Ask HN: What are your worst pain points when dealing with scientific literature?
7 points
2 months ago
| 5 comments
| HN
My background is mainly in computer science / software engineering, but I've been working with scientists (mainly biologists) for most of my career. One of the biggest areas of friction and frustration I've encountered seems to be around how to effectively extract value from the literature -- whether it be raw data in a form that can be reused, or higher-level knowledge (e.g., how do you consume multiple studies about a given topic and synthesize them into a coherent mental model to inform your own research?).

I'm interested in building tools to improve this, so I'd really appreciate hearing what you all think are the biggest challenges in this area. And if there are existing tools that you consider "secret weapons" for doing better at science, I'd love to hear about those as well.

kingkongjaffa
2 months ago
[-]
Some kind of academic CRM where you can start a new 'project' with some keywords and it assembles highly cited works and the authors of the works.

From there you can recursively search through the bibliography of the seminal works and the works that cite the seminal work to build a research map.

When researching different fields you often end up finding a) who the top researchers are and then you want to go read all of their stuff. b) who is currently working on the thing in $current_year who you might want to contact and talk to.

for example, when it comes to internal combustion engine research, Heywood is the man: https://scholar.google.co.uk/scholar?hl=en&as_sdt=0%2C5&q=JB...

(most cutting edge research is locked away in the automotive company's sadly).
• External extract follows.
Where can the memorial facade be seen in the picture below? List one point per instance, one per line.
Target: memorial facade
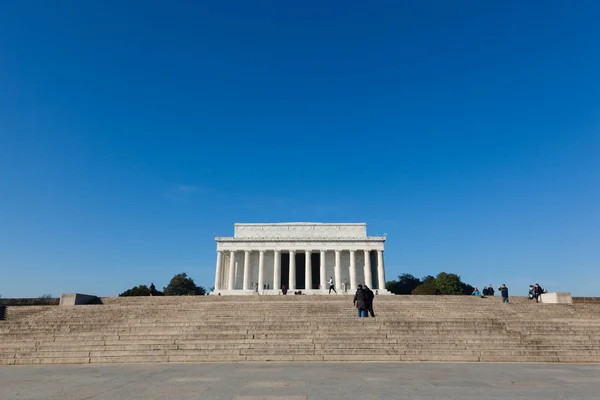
(303, 256)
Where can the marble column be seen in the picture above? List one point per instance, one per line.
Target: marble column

Or in computational fluid dynamics the 'entry point' to the field is basically JD Anderson.

In both cases you're like 6 degrees of separation away from the cutting edge in several micro topics of active research.

> synthesize them into a coherent mental model to inform your own research

For the mental model there's no real way around sitting and reading a bunch of papers, I basically taught myself how to read papers efficiently and then read papers every day (often dead ends which can be quickly discounted.)

reply
kingkongjaffa
2 months ago
[-]
The worst pain point actually, however will always be lack of access to research unless you go to a university that pays for all of the 100's of journals.
reply
rkwz
2 months ago
[-]
> Some kind of academic CRM where you can start a new 'project' with some keywords and it assembles highly cited works and the authors of the works. From there you can recursively search through the bibliography of the seminal works and the works that cite the seminal work to build a research map. When researching different fields you often end up finding a) who the top researchers are and then you want to go read all of their stuff. b) who is currently working on the thing in $current_year who you might want to contact and talk to.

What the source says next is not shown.